🤖 AI Summary
Neural network pruning often struggles to balance sparsity and performance. This paper formulates pruning as a sparse-constrained optimization problem and, for the first time, explicitly incorporates flat minima—known to enhance generalization—as a primary optimization objective, establishing a novel paradigm that jointly optimizes sparsity and flatness. Leveraging the augmented Lagrangian dual method, we design a generalized projection operator and propose two pruning algorithms: SAFE and SAFE$^+$. Our framework unifies structured and unstructured pruning and intrinsically integrates flatness regularization. Extensive experiments on image classification and language modeling tasks demonstrate that, at equivalent sparsity levels, our methods consistently outperform state-of-the-art pruning approaches—achieving higher accuracy and exhibiting stronger robustness to noisy data.
📝 Abstract
Sparsifying neural networks often suffers from seemingly inevitable performance degradation, and it remains challenging to restore the original performance despite much recent progress.

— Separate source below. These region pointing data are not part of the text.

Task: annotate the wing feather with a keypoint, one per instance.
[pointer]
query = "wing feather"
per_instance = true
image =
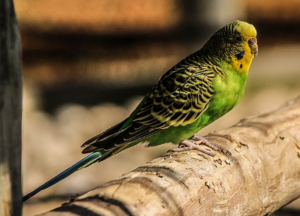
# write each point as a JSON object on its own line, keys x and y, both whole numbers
{"x": 178, "y": 99}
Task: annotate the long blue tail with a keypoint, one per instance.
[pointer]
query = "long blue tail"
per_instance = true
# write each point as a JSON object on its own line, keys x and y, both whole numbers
{"x": 85, "y": 162}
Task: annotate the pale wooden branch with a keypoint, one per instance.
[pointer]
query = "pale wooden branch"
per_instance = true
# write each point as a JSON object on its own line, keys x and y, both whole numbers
{"x": 10, "y": 111}
{"x": 260, "y": 176}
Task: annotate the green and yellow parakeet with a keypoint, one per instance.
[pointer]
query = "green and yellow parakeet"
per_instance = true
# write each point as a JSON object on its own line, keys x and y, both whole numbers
{"x": 195, "y": 92}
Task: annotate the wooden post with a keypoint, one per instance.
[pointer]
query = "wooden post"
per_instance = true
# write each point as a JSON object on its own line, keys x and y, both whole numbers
{"x": 259, "y": 176}
{"x": 10, "y": 112}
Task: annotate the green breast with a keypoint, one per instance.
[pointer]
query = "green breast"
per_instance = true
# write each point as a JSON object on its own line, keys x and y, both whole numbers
{"x": 228, "y": 91}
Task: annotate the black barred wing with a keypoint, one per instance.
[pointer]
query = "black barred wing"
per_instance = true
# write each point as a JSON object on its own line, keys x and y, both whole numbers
{"x": 179, "y": 98}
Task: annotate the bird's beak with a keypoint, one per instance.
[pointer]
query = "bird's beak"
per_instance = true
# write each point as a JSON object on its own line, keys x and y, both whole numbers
{"x": 253, "y": 46}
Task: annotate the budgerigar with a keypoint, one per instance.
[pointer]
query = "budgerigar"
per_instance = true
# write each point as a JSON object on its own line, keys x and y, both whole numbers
{"x": 195, "y": 92}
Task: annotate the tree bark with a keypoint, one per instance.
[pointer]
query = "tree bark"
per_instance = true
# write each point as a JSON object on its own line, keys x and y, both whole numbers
{"x": 10, "y": 111}
{"x": 259, "y": 175}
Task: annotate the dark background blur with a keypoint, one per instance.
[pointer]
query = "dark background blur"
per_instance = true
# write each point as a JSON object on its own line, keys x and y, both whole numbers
{"x": 87, "y": 63}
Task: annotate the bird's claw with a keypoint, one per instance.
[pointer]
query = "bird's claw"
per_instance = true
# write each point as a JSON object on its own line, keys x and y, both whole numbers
{"x": 194, "y": 144}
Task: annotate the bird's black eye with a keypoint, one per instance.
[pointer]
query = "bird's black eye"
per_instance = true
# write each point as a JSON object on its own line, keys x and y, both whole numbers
{"x": 238, "y": 39}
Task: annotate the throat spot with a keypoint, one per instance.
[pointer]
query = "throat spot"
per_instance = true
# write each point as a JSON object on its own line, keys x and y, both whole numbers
{"x": 240, "y": 55}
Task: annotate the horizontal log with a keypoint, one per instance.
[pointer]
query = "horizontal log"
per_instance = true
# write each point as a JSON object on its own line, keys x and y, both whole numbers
{"x": 259, "y": 174}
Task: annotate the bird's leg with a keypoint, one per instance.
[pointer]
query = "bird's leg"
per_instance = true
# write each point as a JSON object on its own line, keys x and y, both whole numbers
{"x": 193, "y": 144}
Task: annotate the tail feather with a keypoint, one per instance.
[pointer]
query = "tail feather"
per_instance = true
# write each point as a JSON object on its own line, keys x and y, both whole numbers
{"x": 85, "y": 162}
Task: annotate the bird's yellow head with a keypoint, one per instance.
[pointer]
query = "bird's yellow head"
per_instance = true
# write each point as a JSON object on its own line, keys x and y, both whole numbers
{"x": 235, "y": 43}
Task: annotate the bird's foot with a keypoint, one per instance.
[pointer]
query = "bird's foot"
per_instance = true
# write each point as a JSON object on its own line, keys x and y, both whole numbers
{"x": 193, "y": 144}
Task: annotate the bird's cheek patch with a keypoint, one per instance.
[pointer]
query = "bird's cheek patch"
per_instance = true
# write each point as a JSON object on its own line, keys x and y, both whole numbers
{"x": 240, "y": 55}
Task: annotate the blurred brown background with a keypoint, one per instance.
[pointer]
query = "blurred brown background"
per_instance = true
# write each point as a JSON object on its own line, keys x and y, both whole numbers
{"x": 87, "y": 63}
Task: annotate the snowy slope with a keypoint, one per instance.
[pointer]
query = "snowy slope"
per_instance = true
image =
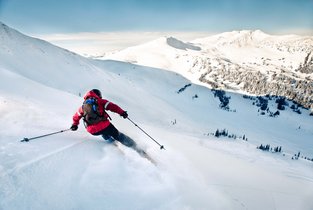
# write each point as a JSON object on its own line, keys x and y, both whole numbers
{"x": 75, "y": 170}
{"x": 240, "y": 61}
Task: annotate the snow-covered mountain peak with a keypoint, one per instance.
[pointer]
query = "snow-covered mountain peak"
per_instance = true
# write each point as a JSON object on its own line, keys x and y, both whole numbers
{"x": 250, "y": 61}
{"x": 40, "y": 89}
{"x": 173, "y": 42}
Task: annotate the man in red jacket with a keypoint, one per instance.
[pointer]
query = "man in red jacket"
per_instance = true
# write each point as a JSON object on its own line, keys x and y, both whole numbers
{"x": 102, "y": 126}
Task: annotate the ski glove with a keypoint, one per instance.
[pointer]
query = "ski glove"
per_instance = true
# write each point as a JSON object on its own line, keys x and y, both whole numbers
{"x": 74, "y": 127}
{"x": 124, "y": 115}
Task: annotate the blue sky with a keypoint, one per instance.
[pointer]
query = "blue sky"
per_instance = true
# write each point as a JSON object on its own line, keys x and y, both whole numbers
{"x": 72, "y": 16}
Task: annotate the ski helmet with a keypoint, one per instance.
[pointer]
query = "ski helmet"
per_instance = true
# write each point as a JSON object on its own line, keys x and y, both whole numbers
{"x": 97, "y": 92}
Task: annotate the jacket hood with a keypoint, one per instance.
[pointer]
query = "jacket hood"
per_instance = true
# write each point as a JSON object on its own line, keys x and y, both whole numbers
{"x": 91, "y": 94}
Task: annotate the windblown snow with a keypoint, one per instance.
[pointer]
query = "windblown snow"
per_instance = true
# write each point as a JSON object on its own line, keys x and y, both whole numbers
{"x": 41, "y": 87}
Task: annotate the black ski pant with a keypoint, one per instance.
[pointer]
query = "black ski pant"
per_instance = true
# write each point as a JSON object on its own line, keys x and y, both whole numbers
{"x": 111, "y": 132}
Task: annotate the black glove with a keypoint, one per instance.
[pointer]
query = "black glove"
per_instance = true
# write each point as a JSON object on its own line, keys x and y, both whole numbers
{"x": 124, "y": 115}
{"x": 74, "y": 127}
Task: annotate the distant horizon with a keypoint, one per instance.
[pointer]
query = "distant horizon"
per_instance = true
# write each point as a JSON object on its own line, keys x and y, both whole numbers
{"x": 66, "y": 23}
{"x": 97, "y": 44}
{"x": 100, "y": 43}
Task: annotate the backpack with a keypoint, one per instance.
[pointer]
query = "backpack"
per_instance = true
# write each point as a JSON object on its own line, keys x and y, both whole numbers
{"x": 91, "y": 111}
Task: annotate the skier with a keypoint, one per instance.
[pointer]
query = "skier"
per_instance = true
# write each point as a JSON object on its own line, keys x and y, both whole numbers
{"x": 97, "y": 120}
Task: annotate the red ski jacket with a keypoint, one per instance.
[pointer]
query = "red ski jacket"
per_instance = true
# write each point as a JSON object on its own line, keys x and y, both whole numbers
{"x": 103, "y": 105}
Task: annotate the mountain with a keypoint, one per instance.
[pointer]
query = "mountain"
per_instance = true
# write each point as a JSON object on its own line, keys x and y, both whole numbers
{"x": 211, "y": 138}
{"x": 250, "y": 62}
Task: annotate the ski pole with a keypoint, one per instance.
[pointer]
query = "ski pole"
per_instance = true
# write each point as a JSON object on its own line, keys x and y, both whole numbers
{"x": 161, "y": 146}
{"x": 49, "y": 134}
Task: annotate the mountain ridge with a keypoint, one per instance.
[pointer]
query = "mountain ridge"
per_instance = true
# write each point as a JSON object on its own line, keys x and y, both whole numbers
{"x": 252, "y": 62}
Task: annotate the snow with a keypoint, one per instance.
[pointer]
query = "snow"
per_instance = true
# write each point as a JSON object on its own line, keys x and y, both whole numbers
{"x": 39, "y": 92}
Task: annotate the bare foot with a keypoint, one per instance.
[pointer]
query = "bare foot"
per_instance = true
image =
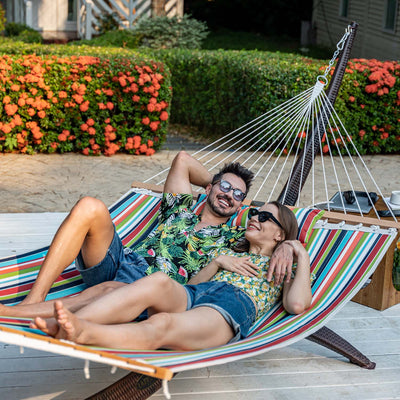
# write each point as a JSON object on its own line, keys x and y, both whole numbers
{"x": 49, "y": 325}
{"x": 70, "y": 326}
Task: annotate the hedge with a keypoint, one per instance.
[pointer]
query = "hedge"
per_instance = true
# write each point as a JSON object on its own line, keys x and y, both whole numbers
{"x": 215, "y": 91}
{"x": 219, "y": 91}
{"x": 91, "y": 104}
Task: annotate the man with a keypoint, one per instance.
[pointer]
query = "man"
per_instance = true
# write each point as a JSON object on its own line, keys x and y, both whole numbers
{"x": 179, "y": 247}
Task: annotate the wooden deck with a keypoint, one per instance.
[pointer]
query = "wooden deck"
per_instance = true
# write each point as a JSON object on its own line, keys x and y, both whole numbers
{"x": 301, "y": 371}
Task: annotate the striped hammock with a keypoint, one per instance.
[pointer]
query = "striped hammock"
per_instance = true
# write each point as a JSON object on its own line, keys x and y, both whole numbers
{"x": 342, "y": 258}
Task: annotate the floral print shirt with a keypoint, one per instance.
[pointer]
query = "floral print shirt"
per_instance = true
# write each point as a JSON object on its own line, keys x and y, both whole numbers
{"x": 175, "y": 247}
{"x": 263, "y": 293}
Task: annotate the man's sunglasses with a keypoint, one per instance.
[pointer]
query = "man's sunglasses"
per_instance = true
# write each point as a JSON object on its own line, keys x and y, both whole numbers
{"x": 263, "y": 216}
{"x": 226, "y": 187}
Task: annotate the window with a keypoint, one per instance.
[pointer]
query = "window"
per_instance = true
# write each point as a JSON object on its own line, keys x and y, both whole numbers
{"x": 390, "y": 15}
{"x": 344, "y": 8}
{"x": 71, "y": 10}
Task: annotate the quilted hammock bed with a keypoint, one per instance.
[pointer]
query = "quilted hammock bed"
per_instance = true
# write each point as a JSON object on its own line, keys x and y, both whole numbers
{"x": 342, "y": 259}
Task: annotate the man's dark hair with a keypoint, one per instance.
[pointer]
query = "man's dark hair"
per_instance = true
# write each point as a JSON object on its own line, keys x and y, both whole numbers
{"x": 238, "y": 170}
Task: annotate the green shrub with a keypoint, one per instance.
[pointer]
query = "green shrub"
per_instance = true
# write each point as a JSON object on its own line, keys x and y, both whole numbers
{"x": 108, "y": 22}
{"x": 175, "y": 32}
{"x": 29, "y": 37}
{"x": 220, "y": 91}
{"x": 15, "y": 29}
{"x": 88, "y": 104}
{"x": 2, "y": 19}
{"x": 117, "y": 38}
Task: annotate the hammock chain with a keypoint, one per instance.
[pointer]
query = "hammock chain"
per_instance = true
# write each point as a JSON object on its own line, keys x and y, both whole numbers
{"x": 339, "y": 48}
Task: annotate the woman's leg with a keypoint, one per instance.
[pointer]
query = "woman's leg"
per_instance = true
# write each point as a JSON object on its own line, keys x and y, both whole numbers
{"x": 195, "y": 329}
{"x": 87, "y": 228}
{"x": 45, "y": 309}
{"x": 156, "y": 292}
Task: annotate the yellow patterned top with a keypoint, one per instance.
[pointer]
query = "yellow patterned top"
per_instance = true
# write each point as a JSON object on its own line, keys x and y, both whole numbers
{"x": 263, "y": 293}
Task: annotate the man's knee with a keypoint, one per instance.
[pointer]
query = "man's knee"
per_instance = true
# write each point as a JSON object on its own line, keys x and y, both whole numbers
{"x": 159, "y": 326}
{"x": 110, "y": 286}
{"x": 89, "y": 208}
{"x": 161, "y": 281}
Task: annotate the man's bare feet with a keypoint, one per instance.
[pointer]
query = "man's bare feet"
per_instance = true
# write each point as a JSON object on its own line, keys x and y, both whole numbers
{"x": 49, "y": 325}
{"x": 70, "y": 326}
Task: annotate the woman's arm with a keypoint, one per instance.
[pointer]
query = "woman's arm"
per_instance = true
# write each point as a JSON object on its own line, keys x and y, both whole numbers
{"x": 297, "y": 292}
{"x": 240, "y": 265}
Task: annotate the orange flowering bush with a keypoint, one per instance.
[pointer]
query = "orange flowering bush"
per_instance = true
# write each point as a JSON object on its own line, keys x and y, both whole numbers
{"x": 84, "y": 104}
{"x": 369, "y": 105}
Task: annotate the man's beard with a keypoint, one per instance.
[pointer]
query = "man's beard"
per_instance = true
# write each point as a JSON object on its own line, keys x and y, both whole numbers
{"x": 215, "y": 208}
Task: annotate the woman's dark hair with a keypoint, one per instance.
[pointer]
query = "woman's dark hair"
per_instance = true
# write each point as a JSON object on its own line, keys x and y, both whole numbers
{"x": 285, "y": 217}
{"x": 236, "y": 169}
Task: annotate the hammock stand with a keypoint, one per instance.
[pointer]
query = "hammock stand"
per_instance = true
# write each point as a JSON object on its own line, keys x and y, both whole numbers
{"x": 137, "y": 386}
{"x": 289, "y": 195}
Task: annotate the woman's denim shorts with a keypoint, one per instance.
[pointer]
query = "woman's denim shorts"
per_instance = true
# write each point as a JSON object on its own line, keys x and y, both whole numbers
{"x": 119, "y": 264}
{"x": 232, "y": 303}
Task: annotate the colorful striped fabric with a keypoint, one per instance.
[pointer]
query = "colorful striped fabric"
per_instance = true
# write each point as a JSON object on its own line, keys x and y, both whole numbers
{"x": 342, "y": 258}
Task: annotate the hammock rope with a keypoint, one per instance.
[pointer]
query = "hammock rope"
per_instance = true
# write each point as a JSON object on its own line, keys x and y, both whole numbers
{"x": 270, "y": 144}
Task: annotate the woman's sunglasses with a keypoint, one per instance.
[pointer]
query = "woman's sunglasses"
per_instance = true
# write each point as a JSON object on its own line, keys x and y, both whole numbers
{"x": 263, "y": 216}
{"x": 226, "y": 187}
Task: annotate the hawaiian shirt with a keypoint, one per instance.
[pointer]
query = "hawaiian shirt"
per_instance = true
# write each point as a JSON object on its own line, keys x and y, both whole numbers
{"x": 175, "y": 247}
{"x": 263, "y": 293}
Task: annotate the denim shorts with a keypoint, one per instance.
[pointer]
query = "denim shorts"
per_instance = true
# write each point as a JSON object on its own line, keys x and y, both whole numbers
{"x": 119, "y": 264}
{"x": 233, "y": 304}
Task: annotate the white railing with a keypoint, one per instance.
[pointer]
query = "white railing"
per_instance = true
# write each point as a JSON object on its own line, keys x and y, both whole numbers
{"x": 125, "y": 12}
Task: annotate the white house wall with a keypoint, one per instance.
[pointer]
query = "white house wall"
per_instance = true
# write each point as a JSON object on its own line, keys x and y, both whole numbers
{"x": 371, "y": 40}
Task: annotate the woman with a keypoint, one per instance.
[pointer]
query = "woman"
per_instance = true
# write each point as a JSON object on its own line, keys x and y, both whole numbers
{"x": 217, "y": 306}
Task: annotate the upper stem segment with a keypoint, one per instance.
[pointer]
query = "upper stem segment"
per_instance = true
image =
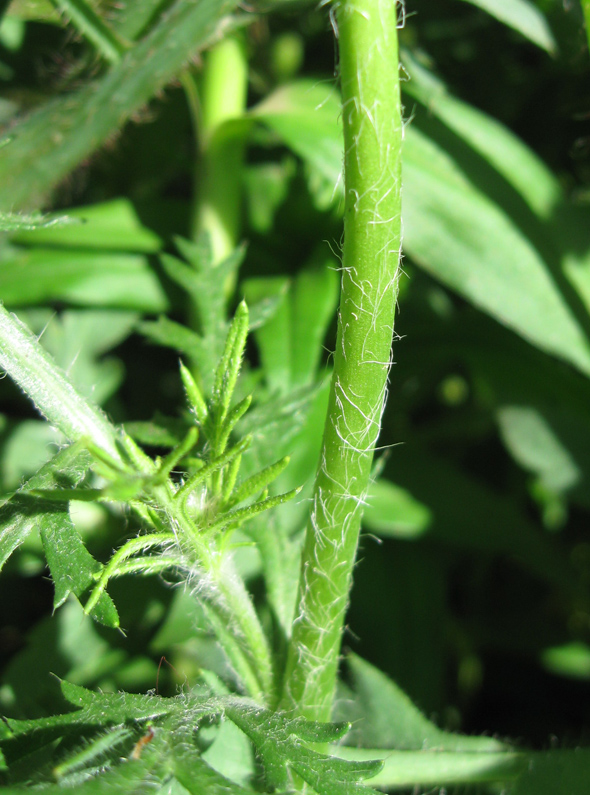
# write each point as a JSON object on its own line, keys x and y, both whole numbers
{"x": 371, "y": 113}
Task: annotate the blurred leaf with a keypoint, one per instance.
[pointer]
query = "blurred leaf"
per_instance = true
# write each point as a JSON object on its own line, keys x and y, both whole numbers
{"x": 386, "y": 718}
{"x": 73, "y": 567}
{"x": 452, "y": 229}
{"x": 80, "y": 122}
{"x": 267, "y": 186}
{"x": 459, "y": 236}
{"x": 19, "y": 222}
{"x": 112, "y": 225}
{"x": 77, "y": 340}
{"x": 392, "y": 512}
{"x": 470, "y": 515}
{"x": 291, "y": 341}
{"x": 39, "y": 10}
{"x": 503, "y": 150}
{"x": 571, "y": 660}
{"x": 115, "y": 280}
{"x": 534, "y": 444}
{"x": 523, "y": 16}
{"x": 305, "y": 115}
{"x": 135, "y": 16}
{"x": 558, "y": 772}
{"x": 66, "y": 644}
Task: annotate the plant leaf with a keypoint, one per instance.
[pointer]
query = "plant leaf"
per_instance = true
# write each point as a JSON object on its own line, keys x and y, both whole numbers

Motivated by recent studies in robust optimization, we aim to tackle this problem by finding subnetworks that are both sparse and flat at the same time. Specifically, we formulate pruning as a sparsity-constrained optimization problem where flatness is encouraged as an objective. We solve it explicitly via an augmented Lagrange dual approach and extend it further by proposing a generalized projection operation, resulting in novel pruning methods called SAFE and its extension, SAFE$^+$. Extensive evaluations on standard image classification and language modeling tasks reveal that SAFE consistently yields sparse networks with improved generalization performance, which compares competitively to well-established baselines. In addition, SAFE demonstrates resilience to noisy data, making it well-suited for real-world conditions.